Mine de Bakoudou : la Direction de RGGG et un inspecteur du travail menacent les syndicalistes

Intimidation, menace de licenciement, entrave à la liberté syndicale, voilà résumé en quelques mots ce qui se trame actuellement au sein de l’entreprise Ressources Golden Gram Gabon (RGGG) qui exploite la mine d’or de Bakoudou dans le département de Lekoko, au Haut-Ogooué. Ce conflit oppose cette filiale du Groupe marocain MANAGEM, Opérant dans la valorisation des substances minérales, et la Confédération syndicale des travailleurs du Gabon.   

En effet, les faits remontent à 2012, quand le directeur d’exploitation, Bama Barro, ingénieur de mine de nationalité burkinabé, décide d’installer un syndicat fantoche dénommé Synatex. Il est à signaler que cette structure syndicale n’a jusqu’à lors pas enregistré d’adhérent, aucun membre du personnel n’ayant signé de fiche d’adhésion. Toutefois, le personnel exécutant verse des cotisations mensuelles à hauteur de 2000 Fcfa. Constatant ce fait ambiguë, une trentaine d’agents d’encadrement de RGGG avaient décidé d’affilier la CSTG comme le prévoit la législation en vigueur.

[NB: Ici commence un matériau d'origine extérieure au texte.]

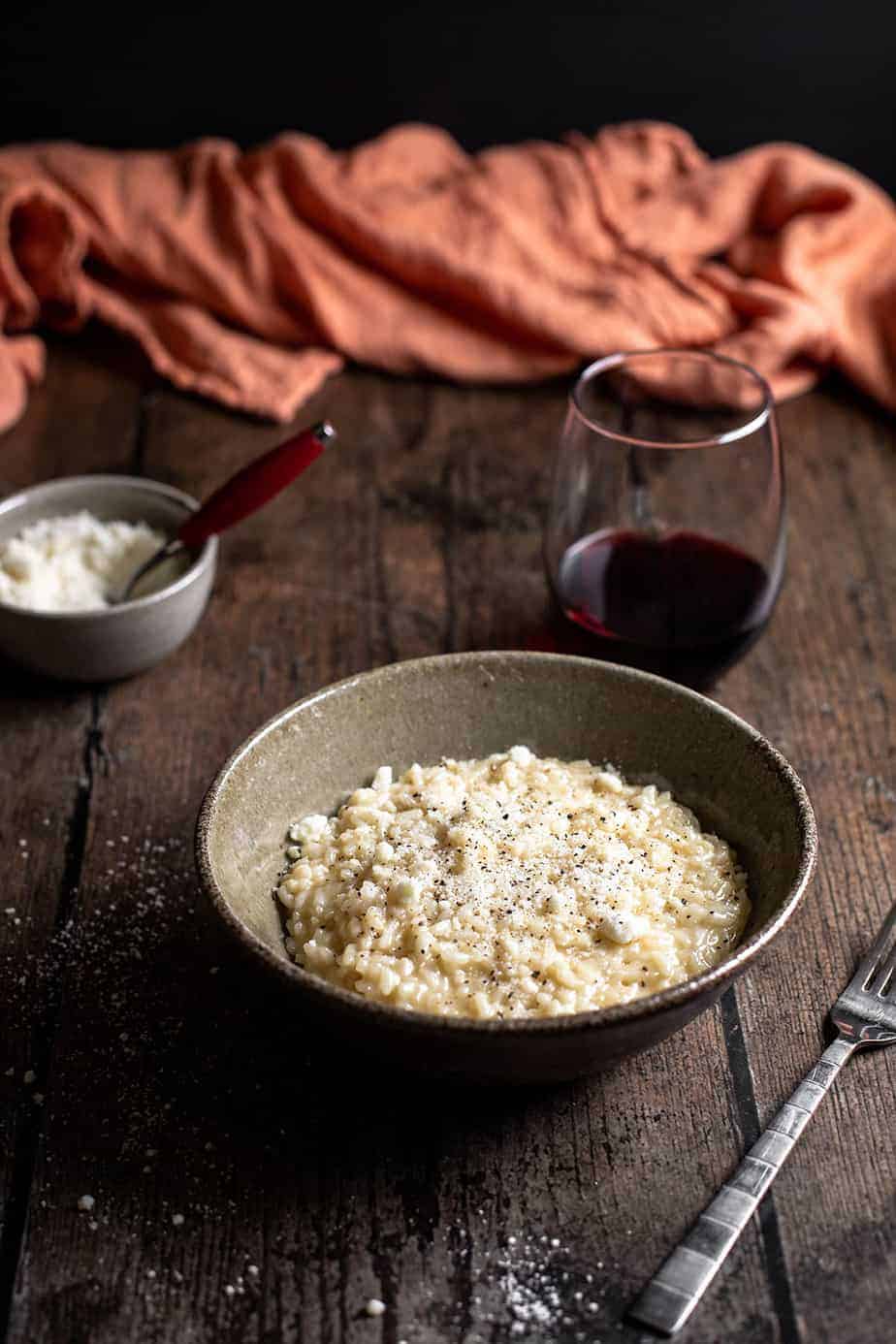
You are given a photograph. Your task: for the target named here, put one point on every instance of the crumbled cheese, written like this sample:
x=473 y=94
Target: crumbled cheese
x=72 y=562
x=509 y=887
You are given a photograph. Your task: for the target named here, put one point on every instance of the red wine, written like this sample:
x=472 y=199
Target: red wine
x=684 y=605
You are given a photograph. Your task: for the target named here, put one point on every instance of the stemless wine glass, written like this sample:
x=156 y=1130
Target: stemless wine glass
x=665 y=538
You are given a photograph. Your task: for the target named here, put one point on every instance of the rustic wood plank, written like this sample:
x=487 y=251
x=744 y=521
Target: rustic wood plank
x=337 y=1184
x=177 y=1085
x=823 y=687
x=82 y=418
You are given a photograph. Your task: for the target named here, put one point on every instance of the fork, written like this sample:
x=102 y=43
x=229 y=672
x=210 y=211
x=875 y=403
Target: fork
x=864 y=1015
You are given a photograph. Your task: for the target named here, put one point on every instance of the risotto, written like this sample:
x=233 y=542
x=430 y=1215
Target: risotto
x=509 y=887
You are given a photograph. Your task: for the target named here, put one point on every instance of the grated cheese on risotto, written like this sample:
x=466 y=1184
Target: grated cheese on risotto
x=509 y=887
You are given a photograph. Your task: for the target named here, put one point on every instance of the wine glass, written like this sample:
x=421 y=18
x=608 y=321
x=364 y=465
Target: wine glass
x=665 y=538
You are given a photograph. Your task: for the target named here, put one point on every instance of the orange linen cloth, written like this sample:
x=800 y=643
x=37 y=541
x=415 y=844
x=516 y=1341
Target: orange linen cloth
x=250 y=277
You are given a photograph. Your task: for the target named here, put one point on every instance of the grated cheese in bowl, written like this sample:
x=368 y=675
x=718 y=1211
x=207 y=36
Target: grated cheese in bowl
x=72 y=562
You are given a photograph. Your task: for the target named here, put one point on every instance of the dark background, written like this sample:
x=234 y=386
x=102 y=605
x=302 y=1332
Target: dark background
x=734 y=74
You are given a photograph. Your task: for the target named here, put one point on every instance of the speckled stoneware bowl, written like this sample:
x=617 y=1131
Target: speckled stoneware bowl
x=469 y=704
x=112 y=641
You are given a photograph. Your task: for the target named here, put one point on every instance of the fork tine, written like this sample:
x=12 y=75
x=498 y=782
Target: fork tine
x=871 y=964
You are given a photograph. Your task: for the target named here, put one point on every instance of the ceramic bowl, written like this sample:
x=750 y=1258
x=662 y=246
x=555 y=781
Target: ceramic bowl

C’est de cette adhésion à la CSTG que part le conflit entre cette structure syndicale et la direction de  l’entreprise Ressources Golden Gram Gabon. Le Président de la CSTG, Mombo Mouelet Camille voulant avoir un échange avec ses syndiqués le 1er décembre, va se voir interdire l’accès au site de Bakoudou, par des vigiles sous les ordres du responsable administratif et financier de RGGG, Hassan Bahtat, entravant ainsi la liberté syndicale de ses salariés membres de la CSTG nous confient des sources concordantes. 

Par ailleurs, Mombo Mouelet Camille va entreprendre d’adresser un courrier à la direction de l’entreprise au vue de leur signifier un arrêt de travail de trois jours de ses adhérents. Ces derniers vont d’ailleurs respecter le mot d’ordre, mais la direction dans son désir semble-t-il de se mettre au-dessus des lois, va adresser des demandes d’explication à ses agents au motif d’avoir participé à une grève tout à fait légitime. Une nouvelle correspondance adressée à la direction en date du mardi 6 décembre, va rester lettre morte, le directeur administratif et financier Hassan Bahtat ayant enjoint sa secrétaire particulière de ne pas délivrer d’accusé de réception.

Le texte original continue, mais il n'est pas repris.